La crise du Golfe et ses retombées humanitaires
Du jour au lendemain, trois pays du Golfe (l’Arabie Saoudite, les Émirats arabes unis et le Bahreïn) avec l’Égypte ont décidé de déclarer une guerre diplomatique, économique et médiatique à un pays voisin et partenaire au Conseil de coopération du Golfe, qui est aux prises avec un séisme violent comme il n’en a jamais vécu depuis sa création il y a 36 ans.
Les trois pays se sont tournés également vers d’autres contrées loin de la région et de ses interactions pour les pousser à se solidariser avec eux et à rompre leurs relations avec le Qatar, moyennant les outils du bâton et de la carotte. Ces pays-là n’ont fait que créer, de leur propre chef, de nouvelles zones de tension ouvertes à toutes les probabilités et faire porter aux diplomaties des grandes puissances un autre fardeau susceptible de disperser l’intérêt international des affaires majeures et cruciales que connaît le monde. […]

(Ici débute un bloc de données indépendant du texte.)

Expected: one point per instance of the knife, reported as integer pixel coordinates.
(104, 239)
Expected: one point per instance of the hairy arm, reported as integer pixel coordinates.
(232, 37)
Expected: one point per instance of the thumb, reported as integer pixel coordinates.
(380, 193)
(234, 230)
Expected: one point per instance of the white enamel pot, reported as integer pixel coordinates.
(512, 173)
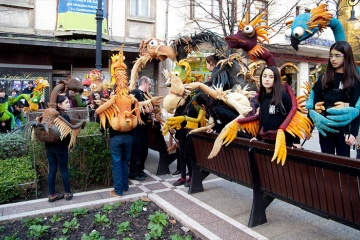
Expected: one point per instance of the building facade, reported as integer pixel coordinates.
(55, 38)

La région du Golfe, et du Moyen-Orient en général, a-t-elle besoin d’une nouvelle crise qui s’ajoute aux crises éternelles et récentes que la communauté internationale n’est pas encore parvenue à résoudre? Le Conseil de coopération du Golfe (CCG) a toujours été un modèle de stabilité, et son rôle est requis pour préserver la sécurité régionale et la paix mondiale, mais les «pays de l’embargo» avaient une opinion différente. Ils voulaient non seulement abuser de la stabilité de la région, mais aussi causer un chaos qui perturberait les liens entre les sociétés du Golfe et créer une dissension entre les peuples de la région, en plus de violer leurs droits fondamentaux en tant que personnes d’abord, puis en tant que citoyens et résidents dans ces pays. […]

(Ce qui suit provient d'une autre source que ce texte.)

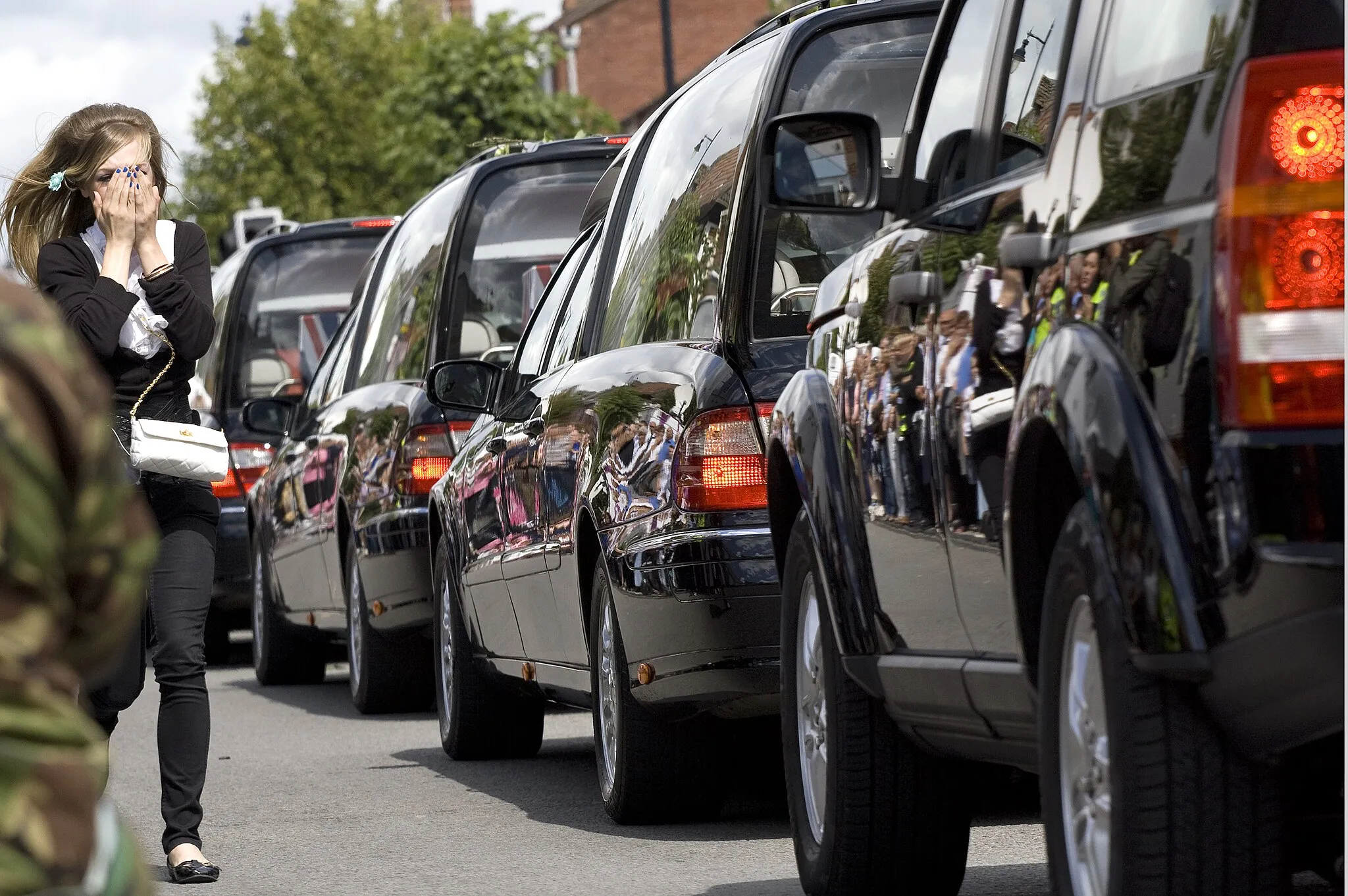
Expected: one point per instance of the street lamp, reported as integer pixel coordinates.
(1018, 57)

Couper des liens familiaux
Ceux qui ont connu ou vécu dans la région du Golfe connaissent très bien la structure démographique et sociale des six pays du CCG et sont conscients sans aucun doute des conséquences graves de ces décisions, comme celles prises par les pays de l’embargo contre les peuples de la région et non seulement le Qatar. Les liens familiaux dans les pays du Golfe sont entremêlés et complexes, puisqu’une famille ou une tribu peut être dispersée sur plus d’un seul pays. Nos parents et nos leaders qui ont pensé à créer le CCG voulaient préserver la cohésion des pays du Golfe et inciter les politiciens à rester unis et à s’entraider, quel que soit le malentendu qui pourrait naître ici ou là. Or, les pays de l’embargo ont décidé de couper le cordon de ces liens et d’entraîner les citoyens de la région dans la confusion et la tension. […]

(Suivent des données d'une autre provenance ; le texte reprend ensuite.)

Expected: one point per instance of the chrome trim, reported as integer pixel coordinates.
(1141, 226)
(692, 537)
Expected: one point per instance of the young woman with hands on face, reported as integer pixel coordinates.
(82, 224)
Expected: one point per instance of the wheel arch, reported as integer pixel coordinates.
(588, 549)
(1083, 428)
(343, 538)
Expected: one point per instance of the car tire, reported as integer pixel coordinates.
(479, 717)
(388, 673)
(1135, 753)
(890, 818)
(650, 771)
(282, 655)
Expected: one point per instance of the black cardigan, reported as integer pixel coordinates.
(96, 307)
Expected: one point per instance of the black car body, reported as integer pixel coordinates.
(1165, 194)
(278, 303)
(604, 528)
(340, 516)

Quand je parle des liens familiaux entremêlés et complexes dans le Golfe, je fais allusion aux mariages mixtes entre les citoyens des six pays, et que ces trois pays aient décidé d’expulser tous les Qataris, sans exception aucune, et intimé l’ordre à leurs ressortissants de quitter le Qatar signifie logiquement que de nombreuses familles risquent d’être éparpillées, et cela était malheureusement le cas lorsque des enfants, issus de mariages mixtes, se sont retrouvés devant des cas de «divorce forcé». Si ces enfants ont la citoyenneté qatarie, ils doivent quitter les trois pays en compagnie d’un seul parent, et s’ils ont la nationalité des «pays de l’embargo », ils sont obligés de quitter le Qatar, privés de leur père ou de leur mère.
Le départ de tout citoyen du Golfe du pays où il réside à cause de ces mesures signifie qu’il perd un emploi et une vie stable; de plus, la mère ou le père privé des siens ne trouvera plus le moyen de subvenir aux besoins de sa famille, puisque les autorités des «pays de l’embargo» ont décidé d’interdire les transferts d’argent en provenance et en direction du Qatar, et aussi de bloquer les services postaux et les autres transactions commerciales. […]
À cause des décisions des «pays de l’embargo», des centaines d’étudiants étaient obligés d’interrompre leurs études, bien que la plupart d’entre eux se préparaient pour les examens de fin d’année ou peut-être pour la remise des diplômes, mais ils ont dû partir sans aucune considération pour leur condition. Il convient de souligner que le gouvernement du Qatar a refusé depuis le début d’appliquer ces traitements inhumains aux citoyens des «pays de l’embargo » qui résident ou travaillent au Qatar, mais il les a autorisés à y rester s’ils le voulaient et à garder leurs emplois. […]
Le même préjudice a atteint les investisseurs qataris, en particulier ceux qui possèdent des biens immobiliers ou des fermes, surtout en Arabie Saoudite ou aux Émirats. Ils se sont donc retrouvés obligés de partir et d’abandonner leurs biens sans même pouvoir les récupérer, ni s’occuper de leur bétail depuis qu’ils ont été obligés de s’en séparer, ni s’enquérir de l’état des dizaines ou centaines de travailleurs étrangers dont les employeurs qataris n’ont plus aucun moyen de renouveler le visa de résidence dans ces pays à cause de l’embargo qui leur est imposé. Même les morts n’ont pas échappé à cette «guerre» déclarée au Qatar, puisque plusieurs familles qataries ont perdu un parent dans l’un de ces pays, mais sont dans l’incapacité totale: elles ne peuvent pas rapatrier le cercueil de leur défunt de ces pays parce qu’elles sont désormais persona non grata, et elles ne sont pas non plus autorisées à assister aux funérailles. […]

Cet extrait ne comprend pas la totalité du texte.